After following the Bitnet instructions:
```
git clone --recursive https://github.com/microsoft/BitNet.git
cd BitNet
conda create -n bitnet-cpp python=3.9
conda activate bitnet-cpp
pip install -r requirements.txt
python setup_env.py --hf-repo tiiuae/Falcon3-7B-Instruct-1.58bit -q i2_s
```
I'm finding that their `e2e_benchmark.py` Python script is not really working. Or, more precisely, it is working but giving a dismal performance. With
```
python3 utils/e2e_benchmark.py -m models/Falcon3-7B-Instruct-1.58bit/ggml-model-i2_s.gguf -n 0 -p 512 -t 16
```
I get this:
| model | size | params | backend | threads | n_batch | test | t/s |
| ------------------------------ | ---------: | ---------: | ---------- | ------: | ------: | ------------: | -------------------: |
| llama 3B I2_S - 2 bpw ternary | 3.05 GiB | 7.46 B | CPU | 16 | 1 | pp512 | 22.15 ± 0.07 |
Hahaha. 22 t/s for PP-512? Fortunately for us, BitNet is just a thin wrapper around `llama.cpp`, so we can run the `llama-bench` tool, which the `e2e_benchmark.py ` uses under the hood, directly:
```
./build/bin/llama-bench -m models/Falcon3-7B-Instruct-1.58bit/ggml-model-i2_s.gguf -p 512 -n 128 -t 16
```
and we get
| model | size | params | backend | threads | test | t/s |
| ------------------------------ | ---------: | ---------: | ---------- | ------: | ------------: | -------------------: |
| llama 3B I2_S - 2 bpw ternary | 3.05 GiB | 7.46 B | CPU | 16 | pp512 | 187.90 ± 0.99 |
| llama 3B I2_S - 2 bpw ternary | 3.05 GiB | 7.46 B | CPU | 8 | tg128 | 23.39 ± 0.05 |
In comparison, here is what we get with `IQ2_BN` (using `-rtr 1` to interleave 4 rows when loading the model:
| model | size | params | backend | threads | test | t/s |
| ------------------------------ | ---------: | ---------: | ---------- | ------: | ------------: | ---------------: |
| llama ?B IQ2_BN - 2.00 bpw Bitnet | 2.07 GiB | 7.46 B | CPU | 16 | pp512 | 465.85 ± 1.91 |
| llama ?B IQ2_BN - 2.00 bpw Bitnet | 2.07 GiB | 7.46 B | CPU | 8 | tg128 | 28.03 ± 0.04 |
So, 2.5X for PP-512, and ~20% better for TG-128 (both achieve maximum performance at 8 threads).

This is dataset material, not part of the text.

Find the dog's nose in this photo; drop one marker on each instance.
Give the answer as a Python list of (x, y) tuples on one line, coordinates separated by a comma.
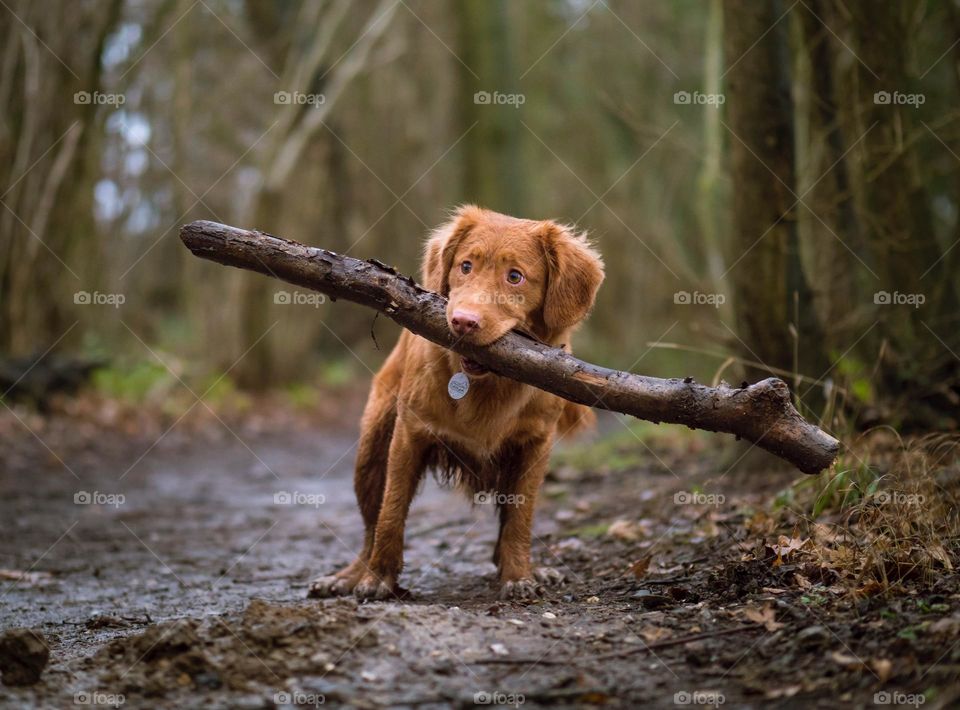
[(464, 322)]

TG-128 is of course memory bound and the BitNet authors make claims about energy efficiency, so let's look at TG with fewer threads:
| model | size | params | backend | threads | test | t/s |
| ------------------------------ | ---------: | ---------: | ---------- | ------: | ------------: | -------------------: |
| llama 3B I2_S - 2 bpw ternary | 3.05 GiB | 7.46 B | CPU | 1 | tg128 | 9.64 ± 0.05 |
| llama 3B I2_S - 2 bpw ternary | 3.05 GiB | 7.46 B | CPU | 2 | tg128 | 15.45 ± 0.04 |
| llama 3B I2_S - 2 bpw ternary | 3.05 GiB | 7.46 B | CPU | 4 | tg128 | 22.21 ± 0.20 |
vs
| model | size | params | backend | threads | test | t/s |
| ------------------------------ | ---------: | ---------: | ---------- | ------: | ------------: | ---------------: |
| llama ?B IQ2_BN - 2.00 bpw Bitnet | 2.07 GiB | 7.46 B | CPU | 1 | tg128 | 12.83 ± 0.24 |
| llama ?B IQ2_BN - 2.00 bpw Bitnet | 2.07 GiB | 7.46 B | CPU | 2 | tg128 | 22.46 ± 0.03 |
| llama ?B IQ2_BN - 2.00 bpw Bitnet | 2.07 GiB | 7.46 B | CPU | 4 | tg128 | 27.62 ± 0.05 |
OK. Now I can claim that `IQ2_BN` is almost 4X more energy efficient than BitNet as we get (almost) the same performance at 2 threads as their maximum performance at 8 threads.